Sony's entry-level dSLR, the Alpha DSLR-A200, delivers a just-the-facts-ma'am shooting experience. For the most part, it provides the average design, basic feature set, modest performance and better-than-snapshot photo quality that typifies this market segment, and it's available for around £520.
The 10.2-megapixel A200 comes with a standard DT
At 532g, the A200 weighs more than most of its competitors, despite its plastic-clad body. It feels solid, though, and the rubberised grip has a deep indent for your finger that makes the camera comfortable to hold. If you plan to connect the camera directly to your computer rather than use a card reader -- which we don't recommend -- then avoid the A200.
For one, the USB connector is located inside the CF card compartment, which means you have to leave the door open while downloading, potentially allowing all sorts of schmutz to get on to the card-slot contacts, or providing a protrusion to hit and hurl the camera to the floor, if you're accident prone.
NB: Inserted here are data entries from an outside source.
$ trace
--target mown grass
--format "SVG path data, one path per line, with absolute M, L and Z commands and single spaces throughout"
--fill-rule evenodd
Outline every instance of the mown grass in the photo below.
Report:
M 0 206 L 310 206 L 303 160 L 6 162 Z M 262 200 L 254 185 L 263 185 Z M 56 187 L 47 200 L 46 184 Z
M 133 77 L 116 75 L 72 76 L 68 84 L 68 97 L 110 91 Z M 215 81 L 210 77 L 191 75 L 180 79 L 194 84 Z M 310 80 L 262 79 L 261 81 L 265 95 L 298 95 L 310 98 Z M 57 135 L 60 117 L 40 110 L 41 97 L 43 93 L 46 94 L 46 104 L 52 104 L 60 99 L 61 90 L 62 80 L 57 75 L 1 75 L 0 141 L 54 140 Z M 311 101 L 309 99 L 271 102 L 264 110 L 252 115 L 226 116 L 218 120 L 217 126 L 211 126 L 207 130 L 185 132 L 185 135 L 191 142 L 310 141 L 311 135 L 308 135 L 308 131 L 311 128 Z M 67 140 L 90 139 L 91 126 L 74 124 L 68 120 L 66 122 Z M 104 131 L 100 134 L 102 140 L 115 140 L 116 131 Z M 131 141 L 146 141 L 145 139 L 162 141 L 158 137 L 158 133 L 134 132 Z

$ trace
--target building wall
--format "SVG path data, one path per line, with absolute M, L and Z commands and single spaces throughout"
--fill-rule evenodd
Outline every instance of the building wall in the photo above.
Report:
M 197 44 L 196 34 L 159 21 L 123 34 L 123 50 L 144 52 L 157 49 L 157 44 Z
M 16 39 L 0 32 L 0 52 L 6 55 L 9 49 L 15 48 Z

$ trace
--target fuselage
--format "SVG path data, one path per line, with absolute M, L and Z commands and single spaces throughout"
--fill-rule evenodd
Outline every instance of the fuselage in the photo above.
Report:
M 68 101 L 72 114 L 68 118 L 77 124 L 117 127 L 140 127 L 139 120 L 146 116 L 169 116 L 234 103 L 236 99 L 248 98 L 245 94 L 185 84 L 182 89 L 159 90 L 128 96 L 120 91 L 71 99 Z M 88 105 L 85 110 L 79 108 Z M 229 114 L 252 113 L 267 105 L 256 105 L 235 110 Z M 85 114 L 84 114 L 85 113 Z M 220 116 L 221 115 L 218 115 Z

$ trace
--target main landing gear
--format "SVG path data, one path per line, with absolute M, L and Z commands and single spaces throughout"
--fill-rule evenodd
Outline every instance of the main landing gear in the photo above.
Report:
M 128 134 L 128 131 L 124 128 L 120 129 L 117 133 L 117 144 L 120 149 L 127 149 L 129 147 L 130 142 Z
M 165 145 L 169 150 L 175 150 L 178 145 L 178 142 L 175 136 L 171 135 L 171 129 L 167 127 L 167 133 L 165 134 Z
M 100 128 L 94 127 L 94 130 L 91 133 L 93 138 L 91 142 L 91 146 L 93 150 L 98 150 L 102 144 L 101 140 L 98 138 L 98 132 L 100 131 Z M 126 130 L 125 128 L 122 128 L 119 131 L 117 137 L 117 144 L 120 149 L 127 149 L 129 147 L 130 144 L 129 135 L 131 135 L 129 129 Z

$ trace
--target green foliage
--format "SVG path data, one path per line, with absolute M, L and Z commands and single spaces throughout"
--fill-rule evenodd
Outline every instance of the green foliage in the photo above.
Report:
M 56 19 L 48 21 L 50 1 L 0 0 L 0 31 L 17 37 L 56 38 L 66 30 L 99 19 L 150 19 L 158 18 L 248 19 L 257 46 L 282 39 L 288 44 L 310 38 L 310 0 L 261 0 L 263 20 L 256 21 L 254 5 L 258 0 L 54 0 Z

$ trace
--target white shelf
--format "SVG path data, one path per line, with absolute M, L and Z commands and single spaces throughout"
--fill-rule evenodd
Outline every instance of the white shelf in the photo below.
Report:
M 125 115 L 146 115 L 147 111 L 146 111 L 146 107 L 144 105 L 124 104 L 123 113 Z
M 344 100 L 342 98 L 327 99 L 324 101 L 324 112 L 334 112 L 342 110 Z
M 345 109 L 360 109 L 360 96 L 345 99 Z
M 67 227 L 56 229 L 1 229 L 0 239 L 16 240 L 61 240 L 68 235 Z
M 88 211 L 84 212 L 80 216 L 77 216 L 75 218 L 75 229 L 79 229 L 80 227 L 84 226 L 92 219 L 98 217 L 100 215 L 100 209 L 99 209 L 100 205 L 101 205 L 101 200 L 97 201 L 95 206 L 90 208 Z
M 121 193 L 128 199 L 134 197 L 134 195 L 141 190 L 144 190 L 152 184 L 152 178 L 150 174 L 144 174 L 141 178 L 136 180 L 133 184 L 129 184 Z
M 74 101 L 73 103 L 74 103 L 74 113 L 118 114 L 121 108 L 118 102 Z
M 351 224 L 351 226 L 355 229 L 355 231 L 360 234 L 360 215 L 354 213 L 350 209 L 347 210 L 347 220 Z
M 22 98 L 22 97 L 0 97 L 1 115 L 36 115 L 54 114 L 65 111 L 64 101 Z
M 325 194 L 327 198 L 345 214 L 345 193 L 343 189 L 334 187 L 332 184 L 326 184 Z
More importantly, Sony uses a proprietary combo USB/AV connector on all its dSLRs, for no reason that we can see other than to force you to buy a cable from them if you lose the bundled one. Annoying.
Operating the A200 is straightforward. There are direct-access controls for ISO sensitivity, exposure compensation and drive/bracketing/self-timer modes, while flash, AF, white balance, AF area and D-RangeOptimiser settings are grouped under a screen pulled up by the Fn button. Unfortunately, unlike the previous DSLR-A700 model, you can't change setting options directly via the information display.
The A200 supports wireless flash, uncommon but not unique in this price class, and we actually like the bare-bones implementation. Rather than grafting pro multichannel support on the camera, which can be quite confusing to configure, it's basically binary: on or off.
The other features -- and their implementations -- are pretty typical for the camera's class, including sensor-shift image stabilisation and a 69mm (2.7-inch) LCD. Like most, but not all, of the cameras in this class, the A200 lacks live view shooting.